Duvetter Thomas, Fraeye Ilse, Sila Daniel N, Verlent Isabel, Smout Chantal, Clynen Elke, Schoofs Liliane, Schols Henk, Hendrickx Marc, Van Loey Ann
Center for Food and Microbial Technology, Faculty of Bioscience Engineering, Katholieke Universiteit Leuven, Belgium.
Biotechnol Prog. 2006 Sep-Oct;22(5):1313-20. doi: 10.1021/bp060079x.
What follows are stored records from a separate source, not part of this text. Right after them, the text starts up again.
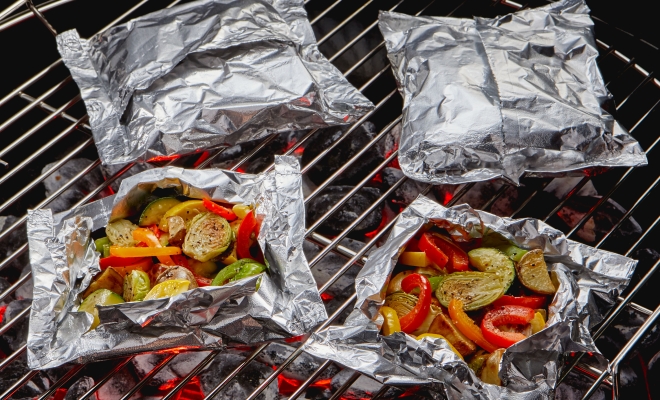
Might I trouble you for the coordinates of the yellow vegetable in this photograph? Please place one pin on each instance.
(415, 259)
(391, 323)
(538, 323)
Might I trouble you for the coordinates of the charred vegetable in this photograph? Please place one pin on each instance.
(208, 237)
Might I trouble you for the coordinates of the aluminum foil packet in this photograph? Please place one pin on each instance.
(590, 281)
(489, 98)
(64, 261)
(203, 75)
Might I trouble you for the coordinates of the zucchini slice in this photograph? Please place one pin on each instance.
(487, 259)
(475, 289)
(155, 210)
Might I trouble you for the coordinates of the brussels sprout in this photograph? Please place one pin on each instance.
(208, 237)
(136, 285)
(120, 233)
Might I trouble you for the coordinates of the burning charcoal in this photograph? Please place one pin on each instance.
(243, 384)
(16, 336)
(348, 213)
(336, 158)
(362, 388)
(56, 180)
(79, 388)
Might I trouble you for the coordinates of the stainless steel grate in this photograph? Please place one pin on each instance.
(348, 36)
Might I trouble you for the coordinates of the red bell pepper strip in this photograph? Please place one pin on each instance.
(516, 315)
(458, 259)
(220, 210)
(533, 301)
(244, 239)
(427, 245)
(414, 319)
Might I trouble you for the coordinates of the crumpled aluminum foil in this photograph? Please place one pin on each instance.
(64, 261)
(590, 281)
(203, 75)
(489, 98)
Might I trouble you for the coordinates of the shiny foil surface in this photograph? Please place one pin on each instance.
(489, 98)
(590, 280)
(64, 260)
(203, 75)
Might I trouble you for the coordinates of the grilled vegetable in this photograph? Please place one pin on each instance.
(101, 297)
(136, 285)
(168, 289)
(208, 236)
(155, 210)
(109, 279)
(533, 273)
(516, 315)
(186, 210)
(492, 260)
(120, 233)
(474, 289)
(238, 270)
(491, 370)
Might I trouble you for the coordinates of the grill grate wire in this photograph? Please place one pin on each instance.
(9, 18)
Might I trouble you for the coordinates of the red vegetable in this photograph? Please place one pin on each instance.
(411, 321)
(515, 315)
(220, 210)
(533, 301)
(427, 245)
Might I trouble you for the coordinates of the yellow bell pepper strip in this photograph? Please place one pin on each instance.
(538, 323)
(147, 237)
(391, 323)
(467, 327)
(144, 251)
(436, 336)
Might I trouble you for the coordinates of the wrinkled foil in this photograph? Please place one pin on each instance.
(64, 261)
(590, 280)
(203, 75)
(489, 98)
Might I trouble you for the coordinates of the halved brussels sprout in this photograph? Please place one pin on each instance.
(136, 285)
(120, 233)
(208, 236)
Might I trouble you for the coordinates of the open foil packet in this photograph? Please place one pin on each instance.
(488, 98)
(590, 281)
(203, 75)
(64, 260)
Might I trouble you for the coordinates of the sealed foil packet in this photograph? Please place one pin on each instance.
(590, 280)
(203, 75)
(489, 98)
(64, 261)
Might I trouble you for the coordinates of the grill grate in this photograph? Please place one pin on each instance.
(348, 36)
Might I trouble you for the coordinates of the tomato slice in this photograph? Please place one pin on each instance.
(515, 315)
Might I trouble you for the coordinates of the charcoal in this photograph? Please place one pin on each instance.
(16, 336)
(344, 151)
(80, 387)
(348, 213)
(56, 180)
(244, 383)
(362, 388)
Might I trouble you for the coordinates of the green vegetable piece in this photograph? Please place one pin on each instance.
(514, 252)
(101, 297)
(242, 268)
(474, 289)
(493, 260)
(136, 285)
(208, 237)
(155, 210)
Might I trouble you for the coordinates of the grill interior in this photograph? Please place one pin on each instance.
(43, 121)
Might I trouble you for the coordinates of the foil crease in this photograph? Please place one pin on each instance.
(488, 98)
(203, 75)
(64, 261)
(590, 280)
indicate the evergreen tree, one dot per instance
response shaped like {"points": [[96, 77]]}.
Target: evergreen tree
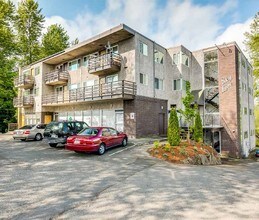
{"points": [[55, 40], [29, 24], [189, 109], [252, 43], [7, 63], [198, 130], [173, 133]]}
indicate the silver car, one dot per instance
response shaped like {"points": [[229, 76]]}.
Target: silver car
{"points": [[29, 132]]}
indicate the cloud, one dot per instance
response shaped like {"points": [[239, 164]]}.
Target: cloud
{"points": [[235, 32], [175, 22]]}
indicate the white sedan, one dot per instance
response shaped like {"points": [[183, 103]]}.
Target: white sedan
{"points": [[29, 132]]}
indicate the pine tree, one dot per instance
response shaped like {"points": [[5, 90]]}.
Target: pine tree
{"points": [[198, 130], [29, 24], [173, 134], [55, 40]]}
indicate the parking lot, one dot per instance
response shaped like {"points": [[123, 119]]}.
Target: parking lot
{"points": [[39, 182]]}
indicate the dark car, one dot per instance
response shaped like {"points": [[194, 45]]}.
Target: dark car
{"points": [[58, 132], [96, 139]]}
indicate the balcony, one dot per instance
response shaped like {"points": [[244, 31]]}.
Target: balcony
{"points": [[24, 81], [107, 91], [104, 64], [56, 77], [24, 101]]}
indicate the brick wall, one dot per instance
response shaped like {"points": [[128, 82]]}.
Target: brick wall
{"points": [[148, 113]]}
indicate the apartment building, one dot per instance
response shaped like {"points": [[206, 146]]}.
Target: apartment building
{"points": [[123, 79]]}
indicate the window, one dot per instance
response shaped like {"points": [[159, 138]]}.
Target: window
{"points": [[143, 48], [37, 71], [36, 91], [185, 59], [245, 110], [158, 84], [112, 78], [74, 86], [86, 61], [159, 57], [176, 58], [177, 84], [143, 78], [73, 65]]}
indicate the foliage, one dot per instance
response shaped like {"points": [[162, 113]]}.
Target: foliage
{"points": [[55, 40], [198, 130], [189, 109], [156, 144], [252, 43], [173, 133], [7, 58], [29, 24]]}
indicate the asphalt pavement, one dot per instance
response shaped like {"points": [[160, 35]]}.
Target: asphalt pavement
{"points": [[39, 182]]}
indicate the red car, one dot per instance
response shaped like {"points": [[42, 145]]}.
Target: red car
{"points": [[96, 139]]}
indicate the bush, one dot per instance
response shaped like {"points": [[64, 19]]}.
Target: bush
{"points": [[173, 133]]}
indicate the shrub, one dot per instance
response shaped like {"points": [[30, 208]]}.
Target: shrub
{"points": [[173, 133], [156, 144]]}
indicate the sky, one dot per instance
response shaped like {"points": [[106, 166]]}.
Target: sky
{"points": [[196, 24]]}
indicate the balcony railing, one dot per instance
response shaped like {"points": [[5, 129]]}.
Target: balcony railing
{"points": [[56, 77], [115, 90], [104, 64], [24, 101], [208, 120], [24, 81]]}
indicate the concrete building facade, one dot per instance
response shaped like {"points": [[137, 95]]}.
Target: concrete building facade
{"points": [[122, 79]]}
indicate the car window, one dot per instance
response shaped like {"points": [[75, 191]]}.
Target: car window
{"points": [[113, 131], [89, 131], [27, 127], [105, 132]]}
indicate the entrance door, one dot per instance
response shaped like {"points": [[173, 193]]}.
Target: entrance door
{"points": [[119, 120], [161, 123], [217, 141]]}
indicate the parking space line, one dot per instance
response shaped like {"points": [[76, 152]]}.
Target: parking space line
{"points": [[119, 151]]}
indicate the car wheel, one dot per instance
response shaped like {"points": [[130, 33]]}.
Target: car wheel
{"points": [[101, 149], [53, 145], [124, 142], [38, 137]]}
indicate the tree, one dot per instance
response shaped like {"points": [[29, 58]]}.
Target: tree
{"points": [[189, 109], [55, 40], [198, 130], [173, 133], [29, 24], [252, 43], [7, 63]]}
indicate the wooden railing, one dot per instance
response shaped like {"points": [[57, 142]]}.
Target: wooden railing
{"points": [[56, 76], [23, 101], [24, 81], [120, 89], [104, 62]]}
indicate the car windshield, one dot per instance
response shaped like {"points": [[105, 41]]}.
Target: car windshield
{"points": [[27, 127], [54, 126], [89, 131]]}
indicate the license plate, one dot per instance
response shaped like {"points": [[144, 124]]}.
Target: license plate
{"points": [[77, 141]]}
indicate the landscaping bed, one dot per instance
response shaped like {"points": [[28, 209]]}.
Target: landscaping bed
{"points": [[185, 153]]}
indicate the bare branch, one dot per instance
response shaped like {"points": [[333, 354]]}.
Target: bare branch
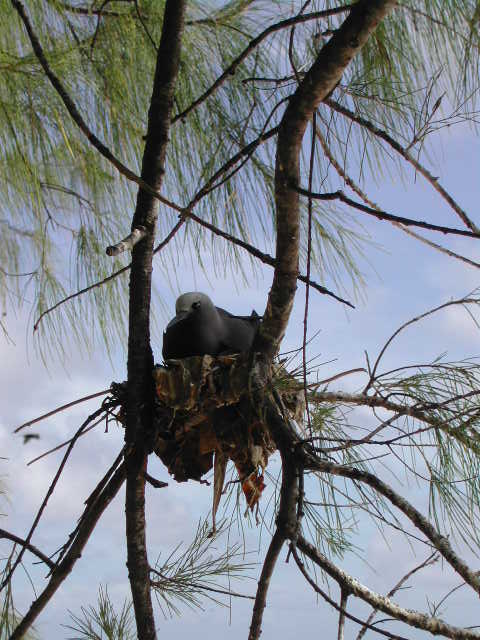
{"points": [[432, 558], [284, 24], [76, 115], [380, 133], [440, 542], [351, 183], [321, 78], [451, 303], [410, 617], [63, 569], [62, 408], [342, 611], [127, 243], [383, 215], [51, 489], [36, 552], [269, 563], [140, 388]]}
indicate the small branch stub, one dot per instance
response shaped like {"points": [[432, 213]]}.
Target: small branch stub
{"points": [[127, 243]]}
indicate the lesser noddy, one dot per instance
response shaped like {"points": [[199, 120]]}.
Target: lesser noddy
{"points": [[200, 328]]}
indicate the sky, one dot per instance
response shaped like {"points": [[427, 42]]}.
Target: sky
{"points": [[405, 279]]}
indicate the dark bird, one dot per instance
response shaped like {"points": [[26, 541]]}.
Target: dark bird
{"points": [[200, 328]]}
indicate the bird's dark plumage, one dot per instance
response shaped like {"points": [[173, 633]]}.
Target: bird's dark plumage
{"points": [[200, 328]]}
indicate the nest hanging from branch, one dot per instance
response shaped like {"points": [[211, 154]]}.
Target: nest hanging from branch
{"points": [[205, 416]]}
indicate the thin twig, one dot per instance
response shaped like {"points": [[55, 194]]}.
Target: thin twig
{"points": [[76, 115], [380, 133], [309, 261], [62, 408], [432, 558], [36, 552], [332, 602], [230, 70], [440, 542], [341, 617], [64, 444], [352, 184], [408, 616], [127, 243], [383, 215], [422, 316], [74, 553], [51, 488]]}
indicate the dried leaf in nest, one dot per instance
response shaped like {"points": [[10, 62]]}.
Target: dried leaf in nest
{"points": [[204, 409]]}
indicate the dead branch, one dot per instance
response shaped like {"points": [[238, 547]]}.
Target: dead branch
{"points": [[383, 215], [127, 243], [342, 611], [36, 552], [62, 408], [354, 187], [432, 558], [284, 24], [63, 569], [380, 133], [51, 488], [315, 86], [410, 617]]}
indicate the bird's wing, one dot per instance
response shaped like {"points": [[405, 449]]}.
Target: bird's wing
{"points": [[254, 317]]}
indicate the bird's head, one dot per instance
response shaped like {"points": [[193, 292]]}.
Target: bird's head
{"points": [[193, 303]]}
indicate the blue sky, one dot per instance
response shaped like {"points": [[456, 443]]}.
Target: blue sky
{"points": [[406, 279]]}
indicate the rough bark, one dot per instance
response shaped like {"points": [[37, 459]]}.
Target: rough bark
{"points": [[74, 553], [140, 358], [320, 80]]}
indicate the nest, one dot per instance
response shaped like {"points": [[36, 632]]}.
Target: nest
{"points": [[205, 416]]}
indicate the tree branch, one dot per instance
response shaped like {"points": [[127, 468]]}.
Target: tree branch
{"points": [[140, 389], [63, 569], [51, 489], [383, 215], [354, 187], [253, 44], [74, 112], [321, 78], [286, 522], [36, 552], [380, 133], [432, 558], [316, 588], [440, 542], [410, 617], [127, 243]]}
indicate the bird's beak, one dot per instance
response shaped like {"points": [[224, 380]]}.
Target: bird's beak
{"points": [[181, 315]]}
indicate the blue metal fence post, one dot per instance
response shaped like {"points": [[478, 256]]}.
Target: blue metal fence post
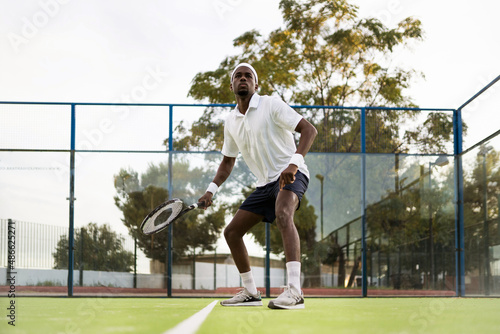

Pectin was de-esterified with purified recombinant Aspergillus aculeatus pectin methyl esterase (PME) during isothermal-isobaric treatments. By measuring the release of methanol as a function of treatment time, the rate of enzymatic pectin conversion was determined. Elevated temperature and pressure were found to stimulate PME activity. The highest rate of PME-catalyzed pectin de-esterification was obtained when combining pressures in the range 200-300 MPa with temperatures in the range 50-55 degrees C. The mode of pectin de-esterification was investigated by characterizing the pectin reaction products by enzymatic fingerprinting. No significant effect of increasing pressure (300 MPa) and/or temperature (50 degrees C) on the mode of pectin conversion was detected.
在等压等温处理过程中,用纯化的重组棘孢曲霉果胶甲酯酶(PME)对果胶进行脱酯处理。通过测量甲醇释放量随处理时间的变化,确定了酶促果胶转化的速率。发现升高温度和压力可刺激PME活性。当压力在200 - 300 MPa范围内与温度在50 - 55℃范围内结合时,可获得PME催化果胶脱酯的最高速率。通过酶指纹图谱对果胶反应产物进行表征,研究了果胶脱酯模式。未检测到压力增加(300 MPa)和/或温度升高(50℃)对果胶转化模式有显著影响。